You are incorrect. You do not get to inspect my rationale for legitimacy.
You would have to actually present it, of course.
I'm not saying dislike isn't real, just that the rationales for it that tended to come to light in the course of the edition war were rarely based on anything legitimate. They depended on a straw man, an outright lie, ignorance, confirmation bias and other forms of factual error or flawed critical thinking.
Hey, but your rationale might be good. If you think it might be legitimate, you could share it.

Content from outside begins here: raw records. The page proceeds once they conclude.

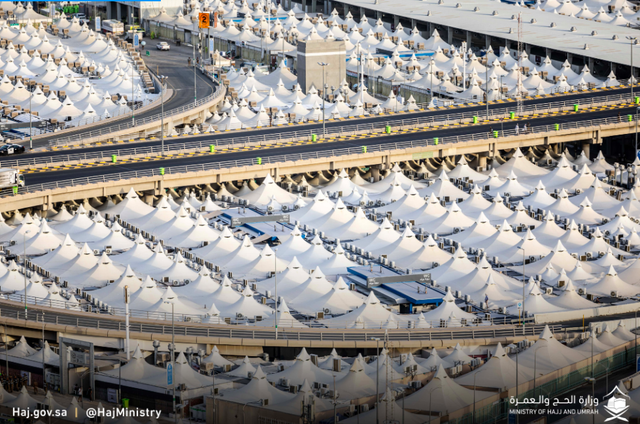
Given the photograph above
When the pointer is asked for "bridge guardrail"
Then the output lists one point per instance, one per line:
(73, 318)
(373, 148)
(303, 134)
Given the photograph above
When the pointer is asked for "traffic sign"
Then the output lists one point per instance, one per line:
(203, 20)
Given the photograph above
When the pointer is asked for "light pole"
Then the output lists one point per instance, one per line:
(632, 41)
(486, 85)
(31, 121)
(524, 283)
(275, 276)
(44, 383)
(431, 81)
(173, 362)
(430, 411)
(195, 92)
(162, 79)
(323, 64)
(377, 339)
(24, 270)
(473, 419)
(535, 363)
(463, 49)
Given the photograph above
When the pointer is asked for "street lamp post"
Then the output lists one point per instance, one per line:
(431, 82)
(44, 383)
(275, 276)
(377, 339)
(524, 284)
(24, 270)
(633, 41)
(172, 351)
(30, 118)
(162, 79)
(323, 64)
(473, 419)
(431, 412)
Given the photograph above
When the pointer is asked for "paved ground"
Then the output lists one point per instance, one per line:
(63, 173)
(172, 63)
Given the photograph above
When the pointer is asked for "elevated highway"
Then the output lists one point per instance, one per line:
(582, 98)
(236, 339)
(94, 180)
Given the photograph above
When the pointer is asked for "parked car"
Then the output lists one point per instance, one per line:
(11, 149)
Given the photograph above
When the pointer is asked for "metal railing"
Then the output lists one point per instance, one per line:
(278, 159)
(441, 119)
(184, 328)
(142, 121)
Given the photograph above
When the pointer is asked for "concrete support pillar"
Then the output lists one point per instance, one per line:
(586, 148)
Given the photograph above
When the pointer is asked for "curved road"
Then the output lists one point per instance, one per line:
(172, 63)
(430, 133)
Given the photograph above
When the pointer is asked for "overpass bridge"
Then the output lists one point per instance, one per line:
(45, 188)
(241, 339)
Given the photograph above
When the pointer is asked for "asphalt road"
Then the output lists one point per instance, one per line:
(172, 63)
(43, 177)
(184, 92)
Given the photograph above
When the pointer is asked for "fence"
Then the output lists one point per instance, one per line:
(331, 131)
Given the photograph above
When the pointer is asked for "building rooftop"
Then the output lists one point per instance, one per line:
(503, 24)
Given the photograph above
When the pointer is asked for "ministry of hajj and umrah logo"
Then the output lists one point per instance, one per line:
(616, 405)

The rest is subjective and I assure you, quite legitimate
Of course, there's no arguing /subjective/ 'reasons' for not liking something new & improved. Nostalgia, for instance, is a big one (it's why I'm more likely to play a 1e AD&D game at a convention than a 2e or 3e, even though the later are better systems, technically). You can prefer something in its 'classic' form without having to mis-represent it as somehow better than in a later form. No matter how much better the new version is on any number of objective criteria, the subjective opinion stands. For the one person with that opinion, of course.
Less understandably, you can just irrationally dislike any bit or quality of a system - from something far-reaching and positive, like game balance, to an annoying little detail like one anachronistic weapon out of dozens or an 'unrealistic' result in corner-case of skill check resolution, or whatever else whinges you out - and let that spoil the whole for you.
Subjective reactions like that happen with every rev-roll, and every rev-roll does have hold-outs who just won't accept it, as a consequence.
Every rev-roll didn't give those hold-outs a Pathfinder to buy, though. Nor promise software it couldn't deliver. Nor have to pull down double the sales of the entire industry to meet the low end of it's revenue goals.
Those things are important, and so far unique, parts of the '4e experience' that the OP asked about. The obligatory nerdrage over every rev-roll is less so.